The advantage of PCA or ZINB-WaVE is that these are factor analysis models, hence there is a clear interpretation of the reduced space in which you do the clustering (in the case of ZINB-Wave, the matrix W). Briefly, you assume that the "true" signal is intrinsically low-dimensional, and your factor analysis model estimates that signal in a principled way (if you believe the assumptions of the model, of course). It is much harder to interpret t-SNE coordinates, especially when looking at long-range distances / relations between clusters, which cannot be very easily interpreted.

As I said, we use t-SNE in our papers, but just as a way to better visualize the clustering / gene expression of particular genes (mostly because our biology collaborators find them "nice"), but we don't use them to infer the clustering.

As for the original question, I don't think that single-cell vs bulk RNA-seq should be treated differently with respect to t-SNE, except that the advantage of t-SNE's visualization is when you have many points (samples) since it avoids overlapping close points. So, I guess that if you have a large-scale bulk RNA-seq experiment, t-SNE could be a good visualization tool.

ADD REPLY • link 8.4 years ago davide risso ▴ 980

0

Entering edit mode

Davide this is really helpful, thanks. Re: the last sentence, my opinion is, I'd rather settle for overplotting, to avoid the problems with cluster spread and inter-cluster distance and arrangement. I had a data set recently where it was important to see that one cluster was tight (with overplotting) relative to the others.

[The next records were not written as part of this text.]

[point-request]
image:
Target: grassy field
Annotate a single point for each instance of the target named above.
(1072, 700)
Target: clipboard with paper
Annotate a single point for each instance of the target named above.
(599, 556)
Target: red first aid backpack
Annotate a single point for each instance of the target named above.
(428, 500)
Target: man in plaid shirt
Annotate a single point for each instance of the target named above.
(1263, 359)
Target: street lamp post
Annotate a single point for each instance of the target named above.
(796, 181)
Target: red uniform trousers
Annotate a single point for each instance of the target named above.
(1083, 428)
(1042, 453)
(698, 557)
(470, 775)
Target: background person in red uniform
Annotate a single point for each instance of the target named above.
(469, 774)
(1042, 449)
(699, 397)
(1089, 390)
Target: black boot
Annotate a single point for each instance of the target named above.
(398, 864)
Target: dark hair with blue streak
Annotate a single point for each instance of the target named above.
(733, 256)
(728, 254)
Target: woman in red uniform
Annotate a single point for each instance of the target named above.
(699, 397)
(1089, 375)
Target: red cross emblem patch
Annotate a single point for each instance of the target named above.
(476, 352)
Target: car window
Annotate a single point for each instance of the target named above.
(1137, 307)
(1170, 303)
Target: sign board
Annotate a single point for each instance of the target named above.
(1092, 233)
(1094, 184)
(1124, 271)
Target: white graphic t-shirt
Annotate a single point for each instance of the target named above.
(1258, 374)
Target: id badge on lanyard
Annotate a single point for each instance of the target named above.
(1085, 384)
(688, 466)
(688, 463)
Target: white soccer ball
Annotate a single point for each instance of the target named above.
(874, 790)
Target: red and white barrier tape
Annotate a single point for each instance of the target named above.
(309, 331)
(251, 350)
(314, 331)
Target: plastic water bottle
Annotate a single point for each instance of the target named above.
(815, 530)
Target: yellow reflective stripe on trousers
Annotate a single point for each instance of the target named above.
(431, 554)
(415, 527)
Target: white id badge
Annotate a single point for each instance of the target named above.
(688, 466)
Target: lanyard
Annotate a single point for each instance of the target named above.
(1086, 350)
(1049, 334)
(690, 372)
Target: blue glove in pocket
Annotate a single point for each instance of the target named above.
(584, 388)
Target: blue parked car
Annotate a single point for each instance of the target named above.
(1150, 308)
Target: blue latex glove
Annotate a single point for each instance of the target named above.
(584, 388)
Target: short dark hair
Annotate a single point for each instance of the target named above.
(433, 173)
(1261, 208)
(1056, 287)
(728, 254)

ADD REPLY • link 8.4 years ago Michael Love 43k

0

Entering edit mode

Ah, so many thanks for these excellent answers and thoughts on this subject. So, now I understand a bit better the reason why people use t-SNE for single-cell RNA-seq: it's just to "better visualize the clustering / gene expression of particular gene" which makes perfect sense if you want certain groups of cells to really 'cluster' together visually to get the point across in that paper. But for exploratory analyses the consensus is PCA! Clear. Thanks!

ADD REPLY • link 8.3 years ago s.w.vanderlaan ▴ 30

0

Entering edit mode

There are some useful comments from quantitative folks who know more about t-SNE than me here.

ADD REPLY • link 8.4 years ago Michael Love 43k

score 1 · Answer 2 · 2017-06-30

Mike and Davide have already covered the issue really well. I would just like to stress a couple of points in follow up. I have found t-SNE to be extremely sensitive to the dimensionality of reduction, the perplexity and the number of iterations run. Mike already posted this, where the authors (Wattenberg et al) present a very nice explanation of the issues with t-SNE and how best to control for them. I have seen many people use the default setting in t-sne package and report the results, but I would recommend using multiple options for the input arguments.

Even with this adjustment, my take from running on different types of data simulations is that the first two PCs/MDS dimensions capture the global structure in the better than t-SNE (on 2 dims) while the local patterns better preserved in the latter. This is sort of intuitive if one thinks about how the algorithms work for the two cases. Also, the clustering from PCA is more believable to me purely because of the statistical understanding of the eigen-spaces behind it.

Lastly, to talk about a personal experience, for a paper of mine, I ran t-SNE on bulk RNA-seq data from GTEx tissues ( first figure here) and my first reaction was of awe at how well t-sne captures the clusters. But on closer look, I did see a few discrepancies, for instance, Liver samples forming two groups, which on follow up analysis, we did not see find this grouping to be meaningful.